Subsection 14 (25:27c – 25:38). A brief subsection characterized by spectromorphological emptiness, with soundworlds from Section 1 heard in the background at a distance. This subsection leads to Subsection 15 which is highly contrasting.

Subsection 15 (25:38 – 27:00). The work’s conclusion made use of superimposed material from the entire piece. The use of processed church organ intervallic pitches (25:40 – 25:50) creates dilation (becoming wider or larger) and contraction (becoming smaller, 26:05 – 27:00). The beeping sounds that appeared at the beginning of Section 1 reappeared near the end of the piece (26:39 – 26:47).

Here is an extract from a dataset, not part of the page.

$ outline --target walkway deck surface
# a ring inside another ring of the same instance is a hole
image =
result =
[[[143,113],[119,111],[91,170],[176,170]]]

In terms of structure, both Section 1 and Section 2 have the following sound objects in common: water soundworlds (e.g. Section 1: (1:37 – 1:38), 1:39 and 2:06 and Section 2: 12:04 – 12:14), bell sounds (e.g. Section 1: 3:03 and Section 2: 26:00), beeping sounds (e.g. Section 1: 0:19 – 0:56 and Section 2: 26:39 – 26:47), dry crackling wood soundworlds (e.g. Section 1: 4:36 – 6:05 and Section 2: 24:11 – 24:28) and repetitive dry pointillistic ticking sound textures in rapid motion (e.g. Section 1: 1:22 – 1:27 and Section 2: 24:06). On the other hand, the following sound objects are only present in Section 2: floghera textures (18:30 – 23:30), pitched drops (17:54), transformed church organ soundworlds (25:40 – 25:50) and slippery/dinging microelements (23:32 – 23:50). In addition, in Section 1 only, stone soundworlds are present (e.g. 3:18 – 3:27), as well as guitar sound objects (e.g. 3:46) and dry wood sound objects with pitched resonance applied through Cecilia’s Harmonizer Module (e.g. 0:50 – 1:07).

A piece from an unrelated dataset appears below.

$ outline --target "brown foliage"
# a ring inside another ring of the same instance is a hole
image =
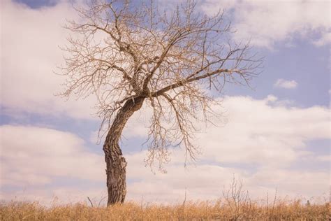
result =
[[[261,60],[228,40],[222,13],[199,14],[193,1],[164,13],[152,1],[91,2],[66,27],[78,35],[63,48],[62,95],[95,94],[106,131],[126,102],[142,98],[152,113],[147,162],[162,165],[168,147],[180,144],[194,159],[193,120],[207,122],[217,103],[207,90],[249,84]]]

[28] Rhythmic sound textures comprised of a short-duration repetitive inharmonic sound element. Textural motion is used to distinguish each element. These textures are strikingly similar to owl soundworlds.

[29] Soundworlds characterized by reciprocal motion. These soundworlds appear to be dragged onto a dry surface.

[30] Flocking with a hint of resonance.

[31] The inverse of ascending contour (downward motion).

[32] Present at the same time as the ascending contour (17:44 – 17:50).